The GI of Apple — A Low-GI Fruit Which Is The Best For Stabilizing Meals
Thanks to: • The average glycemic load for apples is 38-36.
High fiber (especially pectin)
Slow sugar absorption
Fruit acids slowing digestion
Combining rice with low-GI fruits such as apples is considered to moderate glucose response.
Milk’s Glycemic Index – How it Compliments Rice Based Meals
Milk has a relatively low glycemic index (GI) of 30 to 35.
Milk is slowly digested because it provides:
Fat
Protein
Natural lactose
You can partially buffer the glucose spike by using milk in meal preparations with rice (kheer, porridge), but sugar added to these dishes negates any benefits.
Scientific Reasons Why Rice’s Glycemic Index Fluctuates
Amylose vs amylopectin
High-amylose rice = low GI
High-amylopectin (sticky rice) = high GI
Parboiling and processing
The cooking of our rice resulted in resistant starch, which decreases GI.
Cooking methods
Long cooking → higher GI
Firm texture → lower GI
Cooling and reheating
Forms resistant starch (RS3), which increases GI.
Chewing habits
So, more chewing → faster rise in glucose.
Less chewing → slower response
Ethnic and individual differences
Asian ethnicities tend to have higher glucose response from the same food.
A Gradual Process: Cooking Rice with a Lower Glycemic Index
Step 1: Choose low-GI varieties
Basmati, brown rice, doongara, bamboo rice, wild ricesenefit of the doubt.
Step 2: Soak In Water For 20 to 30 Minutes
This shortens the cooking process and inhibits full gelatinization.
Step 3: Use less water
Reduces starch breakdown.
Step 4: Cook al dente
Avoid mushy rice.
Step 5: Let rice completely cool
Chill 4–12 hours to form resistant starch.
Step 6: Reheat gently
RS3 is intact and decreases effective GI.
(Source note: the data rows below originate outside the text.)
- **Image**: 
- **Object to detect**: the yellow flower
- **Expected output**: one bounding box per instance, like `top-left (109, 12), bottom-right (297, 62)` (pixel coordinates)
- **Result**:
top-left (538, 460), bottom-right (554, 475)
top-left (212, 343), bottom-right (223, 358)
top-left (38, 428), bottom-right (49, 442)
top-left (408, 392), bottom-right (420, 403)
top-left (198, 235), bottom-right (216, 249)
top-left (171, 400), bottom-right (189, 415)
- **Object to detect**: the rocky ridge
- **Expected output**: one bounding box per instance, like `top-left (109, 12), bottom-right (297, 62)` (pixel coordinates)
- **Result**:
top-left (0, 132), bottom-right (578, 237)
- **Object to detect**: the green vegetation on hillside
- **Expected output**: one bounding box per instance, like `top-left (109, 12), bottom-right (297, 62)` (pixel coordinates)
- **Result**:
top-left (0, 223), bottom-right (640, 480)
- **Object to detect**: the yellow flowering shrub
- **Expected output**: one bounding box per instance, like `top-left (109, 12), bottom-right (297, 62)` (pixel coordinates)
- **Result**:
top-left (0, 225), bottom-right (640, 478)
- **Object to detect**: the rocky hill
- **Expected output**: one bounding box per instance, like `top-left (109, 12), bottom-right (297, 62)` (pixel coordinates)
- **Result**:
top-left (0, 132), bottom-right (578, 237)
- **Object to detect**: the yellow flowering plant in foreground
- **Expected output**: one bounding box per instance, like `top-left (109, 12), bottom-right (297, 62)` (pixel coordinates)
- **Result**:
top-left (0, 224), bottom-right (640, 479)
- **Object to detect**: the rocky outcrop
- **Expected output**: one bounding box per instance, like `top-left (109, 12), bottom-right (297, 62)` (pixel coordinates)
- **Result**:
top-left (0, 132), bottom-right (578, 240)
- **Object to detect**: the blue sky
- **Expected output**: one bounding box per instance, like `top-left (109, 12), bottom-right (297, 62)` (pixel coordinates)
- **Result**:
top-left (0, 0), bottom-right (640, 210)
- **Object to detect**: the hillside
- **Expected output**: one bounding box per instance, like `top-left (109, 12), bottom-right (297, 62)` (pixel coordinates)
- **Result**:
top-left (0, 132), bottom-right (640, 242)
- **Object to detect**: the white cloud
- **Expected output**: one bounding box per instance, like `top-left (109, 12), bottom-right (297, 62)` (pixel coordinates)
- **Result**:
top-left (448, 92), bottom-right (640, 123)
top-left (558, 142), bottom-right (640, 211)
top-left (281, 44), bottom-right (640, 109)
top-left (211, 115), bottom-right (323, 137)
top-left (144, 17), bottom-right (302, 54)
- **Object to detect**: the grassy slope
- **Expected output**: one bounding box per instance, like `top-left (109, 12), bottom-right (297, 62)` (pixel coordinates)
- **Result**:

13 Clever Tricks to Add Low-GI Rice in Your Diet
Pair rice with:
High-fiber vegetables
Lean proteins
Healthy fats
Salads or legumes
Portion guideline:
¼ cup uncooked
½–¾ cup cooked
Counting your plate can also make a huge difference in glucose management.
Final Thoughts
Knowing the rice glycemic index can help you select which types and how much of this staple to eat so that it supports your energy, weight and metabolism. By framing it next to other foods — things like wheat, milk, fruits and sugar — you get a complete picture of how carbs work in your body.